Reactive Vega: A Streaming Dataflow Architecture for Declarative Interactive Visualization

Reactive Vega: A Streaming Dataflow Architecture for Declarative Interactive Visualization – Satyanarayan et al. 2015

Today’s paper choice combines Event-driven FRP (E-FRP) with dataflow and stream management techniques from the database community to implement declarative interactive visualisations on top of the existing Vega declarative visualisation grammar and supporting runtime.

As a good example of what’s possible, take a look at this interactive visualization of US airports in the Live Vega Editor:

Vega interactive airports visualization

(Note the “signals” section in the mark-up).

In contrast with existing reactive visualization toolkits where only interaction events are modeled as time-varying, Reactive Vega features a unified data model in which the input data, scene graph elements, and interaction events are all treated as first-class streaming data sources.

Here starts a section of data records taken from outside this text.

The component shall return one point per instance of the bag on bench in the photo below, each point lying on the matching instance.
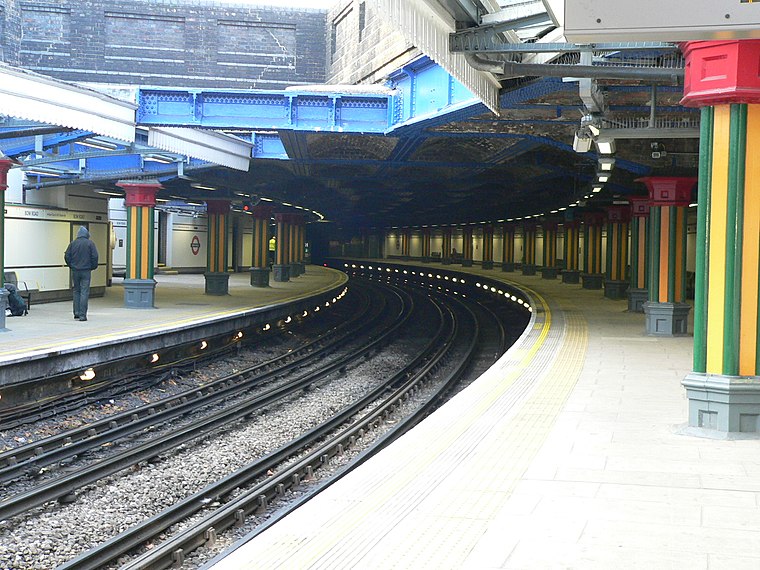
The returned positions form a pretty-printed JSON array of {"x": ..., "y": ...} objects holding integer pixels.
[{"x": 16, "y": 304}]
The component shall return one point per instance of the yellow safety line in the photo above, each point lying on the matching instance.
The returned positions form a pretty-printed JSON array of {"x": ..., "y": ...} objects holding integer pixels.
[{"x": 307, "y": 554}]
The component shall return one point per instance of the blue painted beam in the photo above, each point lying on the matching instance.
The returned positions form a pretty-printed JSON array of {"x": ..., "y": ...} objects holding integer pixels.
[{"x": 295, "y": 110}]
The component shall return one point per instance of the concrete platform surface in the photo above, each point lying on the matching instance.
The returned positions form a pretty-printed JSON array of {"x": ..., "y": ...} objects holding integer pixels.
[
  {"x": 572, "y": 457},
  {"x": 180, "y": 300}
]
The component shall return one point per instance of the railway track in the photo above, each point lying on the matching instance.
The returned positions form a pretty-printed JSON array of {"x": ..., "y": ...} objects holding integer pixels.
[{"x": 462, "y": 342}]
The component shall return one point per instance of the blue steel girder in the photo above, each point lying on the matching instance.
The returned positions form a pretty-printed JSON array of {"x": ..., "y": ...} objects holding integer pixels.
[{"x": 293, "y": 110}]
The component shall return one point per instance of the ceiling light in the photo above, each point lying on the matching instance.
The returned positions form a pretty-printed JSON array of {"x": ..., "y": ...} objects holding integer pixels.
[
  {"x": 605, "y": 145},
  {"x": 606, "y": 163}
]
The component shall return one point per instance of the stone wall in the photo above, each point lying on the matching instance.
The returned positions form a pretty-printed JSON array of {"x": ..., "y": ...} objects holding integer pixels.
[
  {"x": 166, "y": 42},
  {"x": 363, "y": 46}
]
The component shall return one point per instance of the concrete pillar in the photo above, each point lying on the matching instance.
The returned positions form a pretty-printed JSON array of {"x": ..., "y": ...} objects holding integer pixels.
[
  {"x": 139, "y": 284},
  {"x": 638, "y": 292},
  {"x": 467, "y": 246},
  {"x": 550, "y": 269},
  {"x": 260, "y": 249},
  {"x": 281, "y": 267},
  {"x": 615, "y": 278},
  {"x": 446, "y": 247},
  {"x": 508, "y": 247},
  {"x": 571, "y": 273},
  {"x": 5, "y": 166},
  {"x": 592, "y": 250},
  {"x": 666, "y": 310},
  {"x": 488, "y": 246},
  {"x": 724, "y": 389},
  {"x": 530, "y": 239}
]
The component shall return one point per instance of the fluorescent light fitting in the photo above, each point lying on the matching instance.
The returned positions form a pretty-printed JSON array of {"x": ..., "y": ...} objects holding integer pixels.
[
  {"x": 606, "y": 163},
  {"x": 605, "y": 145}
]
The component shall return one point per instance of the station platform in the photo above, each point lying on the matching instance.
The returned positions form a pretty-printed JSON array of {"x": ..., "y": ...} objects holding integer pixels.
[
  {"x": 48, "y": 339},
  {"x": 572, "y": 451}
]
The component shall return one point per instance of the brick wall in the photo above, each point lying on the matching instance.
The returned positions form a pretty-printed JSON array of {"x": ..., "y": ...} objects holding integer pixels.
[
  {"x": 166, "y": 42},
  {"x": 364, "y": 47}
]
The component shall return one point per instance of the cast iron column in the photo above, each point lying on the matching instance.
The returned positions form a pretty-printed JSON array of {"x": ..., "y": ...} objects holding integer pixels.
[
  {"x": 615, "y": 279},
  {"x": 638, "y": 292},
  {"x": 550, "y": 269},
  {"x": 592, "y": 250},
  {"x": 467, "y": 246},
  {"x": 281, "y": 267},
  {"x": 139, "y": 284},
  {"x": 487, "y": 247},
  {"x": 571, "y": 273},
  {"x": 446, "y": 247},
  {"x": 722, "y": 77},
  {"x": 529, "y": 248},
  {"x": 508, "y": 247},
  {"x": 667, "y": 311},
  {"x": 260, "y": 253}
]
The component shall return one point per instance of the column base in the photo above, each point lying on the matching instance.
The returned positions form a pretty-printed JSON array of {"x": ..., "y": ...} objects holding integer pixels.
[
  {"x": 259, "y": 276},
  {"x": 636, "y": 300},
  {"x": 3, "y": 305},
  {"x": 549, "y": 272},
  {"x": 723, "y": 403},
  {"x": 281, "y": 273},
  {"x": 572, "y": 277},
  {"x": 666, "y": 319},
  {"x": 139, "y": 293},
  {"x": 217, "y": 283},
  {"x": 615, "y": 290},
  {"x": 592, "y": 280}
]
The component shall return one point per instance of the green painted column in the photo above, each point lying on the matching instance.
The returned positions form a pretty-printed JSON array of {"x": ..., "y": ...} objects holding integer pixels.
[
  {"x": 508, "y": 247},
  {"x": 615, "y": 276},
  {"x": 446, "y": 247},
  {"x": 140, "y": 202},
  {"x": 467, "y": 246},
  {"x": 260, "y": 247},
  {"x": 550, "y": 230},
  {"x": 592, "y": 275},
  {"x": 638, "y": 292},
  {"x": 217, "y": 219},
  {"x": 571, "y": 272},
  {"x": 666, "y": 310},
  {"x": 488, "y": 246},
  {"x": 530, "y": 239},
  {"x": 724, "y": 389}
]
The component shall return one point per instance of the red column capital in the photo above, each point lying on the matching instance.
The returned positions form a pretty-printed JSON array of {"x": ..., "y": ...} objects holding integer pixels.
[
  {"x": 669, "y": 190},
  {"x": 639, "y": 206},
  {"x": 140, "y": 193},
  {"x": 217, "y": 206},
  {"x": 721, "y": 72},
  {"x": 619, "y": 214}
]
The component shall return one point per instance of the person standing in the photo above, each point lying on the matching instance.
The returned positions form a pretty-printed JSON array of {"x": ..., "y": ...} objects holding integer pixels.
[{"x": 82, "y": 257}]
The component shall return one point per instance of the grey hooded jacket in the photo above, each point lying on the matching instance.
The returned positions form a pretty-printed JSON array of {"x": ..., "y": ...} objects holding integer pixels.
[{"x": 81, "y": 254}]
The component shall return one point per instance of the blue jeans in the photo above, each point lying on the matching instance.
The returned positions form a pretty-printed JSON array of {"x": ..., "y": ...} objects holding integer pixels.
[{"x": 81, "y": 280}]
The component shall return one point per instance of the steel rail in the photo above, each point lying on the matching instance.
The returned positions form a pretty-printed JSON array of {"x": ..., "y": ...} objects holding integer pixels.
[
  {"x": 20, "y": 460},
  {"x": 65, "y": 485}
]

Functional Reactive Programming (FRP) models mutable values as continuous, time-varying data streams. We focus on a discrete variant called Event-Driven FRP (E-FRP). To capture value changes as they occur, E-FRP provides streams, which are infinite time-ordered sequences of discrete events. Streams can be composed into signals to build expressions that react to events. The E-FRP runtime constructs the necessary dataflow graph such that, when a new event fires, it propagates to corresponding streams. Dependent signals are evaluated in a two-phase update: signals reevaluated in the first phase use prior computed values of their dependents, which are subsequently updated in the second phase.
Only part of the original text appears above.